Country: India, Mughal Empire
King (reign): Aurangzeb, 1658 – 1707
Denomination/metal: Gold Mohur
Date/mint mark: Regnal year 13 – 1080h (1671).
Type Aurangabad Mint
Ref. no: KM 315.10.
Obv. Persian script - Rulers's titles and date. Rev. Persian script - mint name at top, regnal year .
20mm, 10.98g. GEF - Good Extremely Fine, well struck with crisp definition.

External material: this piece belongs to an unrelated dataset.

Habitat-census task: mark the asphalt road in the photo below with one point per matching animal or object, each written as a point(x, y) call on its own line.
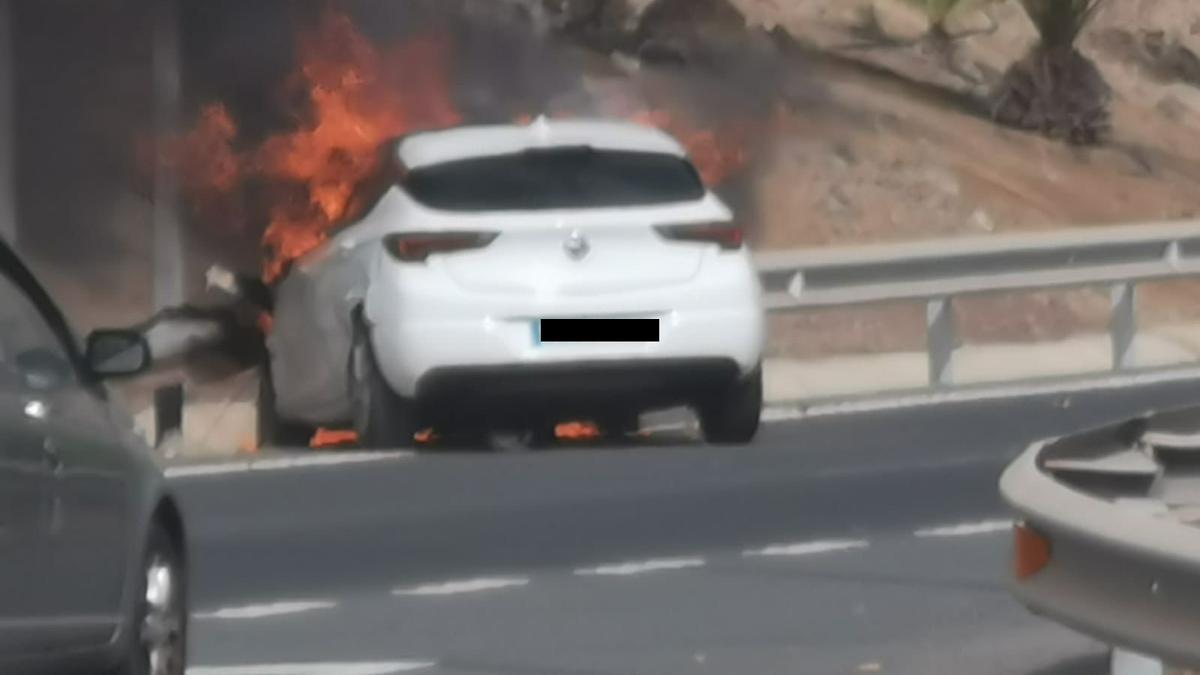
point(873, 543)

Superb condition coin with crisply clear ruler's name and mint epithet. Outstanding ! Aurangzeb’s reign falls into two almost equal parts. In the first, which lasted until about 1680, he was a capable Muslim monarch of a mixed Hindu-Muslim empire and as such was generally disliked for his ruthlessness but feared and respected for his vigour and skill. During this period he was much occupied with safeguarding the north-west from Persians and Central Asian Turks and less so with the Maratha chief Shivaji, who twice plundered the great port of Surat (1664, 1670). Aurangzeb applied his great-grandfather Akbar’s recipe for conquest: defeat one’s enemies, reconcile them, and place them in imperial service. Thus, Shivaji was defeated, called to Agra for reconciliation (1666), and given an imperial rank. The plan broke down, however; Shivaji fled to the Deccan and died, in 1680, as the ruler of an independent Maratha kingdom. After about 1680, Aurangzeb’s reign underwent a change of both attitude and policy. The pious ruler of an Islamic state replaced the seasoned statesman of a mixed kingdom; Hindus became subordinates, not colleagues, and the Marathas, like the southern Muslim kingdoms, were marked for annexation rather than containment. The first overt sign of change was the re-imposition of the jizya, or poll tax, on non-Muslims in 1679 (a tax that had been abolished by Akbar). This in turn was followed by a Rajput revolt in 1680–81, supported by Aurangzeb’s third son, Akbar. Hindus still served the empire, but no longer with enthusiasm. The Deccan kingdoms of Bijapur and Golconda were conquered in 1686–87, but the insecurity that followed precipitated a long-incipient economic crisis, which in turn was deepened by warfare with the Marathas. Shivaji’s son Sambhaji was captured and executed in 1689 and his kingdom broken up. The Marathas, however, then adopted guerrilla tactics, spreading all over southern India amid a sympathetic population. The rest of Aurangzeb’s life was spent in laborious and fruitless sieges of forts in the Maratha hill country.